If the Catalog accepts the CAS request, the pointer is swapped. In that exact millisecond, the transaction is committed. The next reader to query the table will receive the new JSON file, traverse the new metadata tree, and see the newly written Parquet files.

Diagram 1: The Iceberg Commit Process

The Three Steps of an Apache Iceberg Commit

Handling Commit Failures

Because Iceberg relies on Optimistic Concurrency Control (OCC), commit failures are an expected part of the system architecture, particularly in highly concurrent environments.

If two engines attempt to commit at the same time, the first one to hit the Catalog succeeds. The second engine’s CAS request will fail because the Catalog’s pointer has already moved forward.

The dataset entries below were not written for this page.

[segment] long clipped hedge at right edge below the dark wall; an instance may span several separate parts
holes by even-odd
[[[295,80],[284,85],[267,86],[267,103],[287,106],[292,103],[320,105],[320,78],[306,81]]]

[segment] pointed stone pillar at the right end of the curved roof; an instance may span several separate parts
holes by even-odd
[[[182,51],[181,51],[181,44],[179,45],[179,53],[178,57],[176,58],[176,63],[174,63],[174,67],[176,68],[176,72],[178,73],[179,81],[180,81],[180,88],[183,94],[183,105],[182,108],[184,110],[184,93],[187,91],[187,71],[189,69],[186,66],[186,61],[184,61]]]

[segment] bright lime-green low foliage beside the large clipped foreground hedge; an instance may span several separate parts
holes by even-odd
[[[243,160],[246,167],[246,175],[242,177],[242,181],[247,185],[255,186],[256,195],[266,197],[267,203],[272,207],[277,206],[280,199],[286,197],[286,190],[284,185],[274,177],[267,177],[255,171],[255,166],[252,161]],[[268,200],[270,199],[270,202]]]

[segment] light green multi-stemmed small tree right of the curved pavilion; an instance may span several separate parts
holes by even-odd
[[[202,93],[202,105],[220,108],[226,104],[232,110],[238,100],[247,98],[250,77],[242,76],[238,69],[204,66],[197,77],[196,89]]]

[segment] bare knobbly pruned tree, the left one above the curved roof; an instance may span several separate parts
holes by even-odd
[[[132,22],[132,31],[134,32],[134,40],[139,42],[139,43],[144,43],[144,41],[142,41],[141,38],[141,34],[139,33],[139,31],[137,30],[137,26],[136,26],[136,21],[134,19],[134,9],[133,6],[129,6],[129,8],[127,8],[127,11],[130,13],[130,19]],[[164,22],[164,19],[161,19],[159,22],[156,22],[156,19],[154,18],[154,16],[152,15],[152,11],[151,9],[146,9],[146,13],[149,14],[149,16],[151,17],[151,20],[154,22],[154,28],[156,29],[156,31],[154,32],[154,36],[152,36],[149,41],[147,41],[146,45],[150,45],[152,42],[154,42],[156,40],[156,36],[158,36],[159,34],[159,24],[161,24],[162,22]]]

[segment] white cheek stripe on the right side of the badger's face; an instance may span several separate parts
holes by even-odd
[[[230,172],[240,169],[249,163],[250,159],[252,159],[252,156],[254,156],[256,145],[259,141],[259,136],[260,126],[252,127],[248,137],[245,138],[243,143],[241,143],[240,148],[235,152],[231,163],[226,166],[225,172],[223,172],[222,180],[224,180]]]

When an Iceberg commit fails, it does not mean the transaction is permanently dead. The Iceberg client libraries contain built-in retry logic.

Upon receiving the rejection from the Catalog, the engine:

  1. Downloads the new active JSON metadata file that beat it to the punch.
  2. Evaluates the new state. It checks if the other engine’s changes conflict logically with its own (for example, did the other engine delete the exact same row this engine is trying to update?).
  3. If there is no logical conflict, the engine simply generates a new Manifest List and a new JSON metadata file based on the updated state.
  4. It attempts the CAS commit against the Catalog again.

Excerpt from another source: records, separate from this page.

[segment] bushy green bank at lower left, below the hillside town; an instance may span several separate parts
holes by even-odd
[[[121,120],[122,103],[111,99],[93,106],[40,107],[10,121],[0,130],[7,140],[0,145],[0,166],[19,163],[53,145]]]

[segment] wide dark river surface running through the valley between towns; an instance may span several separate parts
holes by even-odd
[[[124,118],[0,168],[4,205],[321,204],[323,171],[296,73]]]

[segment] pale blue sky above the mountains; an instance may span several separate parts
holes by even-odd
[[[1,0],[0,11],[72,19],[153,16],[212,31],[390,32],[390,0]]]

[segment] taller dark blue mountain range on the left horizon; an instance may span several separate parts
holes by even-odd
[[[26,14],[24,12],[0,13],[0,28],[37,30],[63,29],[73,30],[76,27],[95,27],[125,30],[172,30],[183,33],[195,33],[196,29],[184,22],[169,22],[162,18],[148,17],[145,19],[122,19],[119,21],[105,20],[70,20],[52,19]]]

Diagram 2: Commit Rollback and Retry

Iceberg Commit Failure and Retry Process

Orphan Files and Cleanup

What happens to the metadata files (the Manifests and JSON files) that were written to S3 during a failed commit attempt?

Because the catalog rejected the pointer update, those metadata files are never referenced by the active table tree. They become “orphan files.” They take up space in the cloud storage bucket but are completely invisible to the lakehouse.

This is why regular maintenance is critical in an Iceberg lakehouse. Administrators must periodically run a remove_orphan_files procedure. This background job scans the storage bucket, compares all physical files against the files actually referenced in the valid Iceberg metadata trees, and safely deletes any unreferenced files left behind by failed commits or aborted jobs.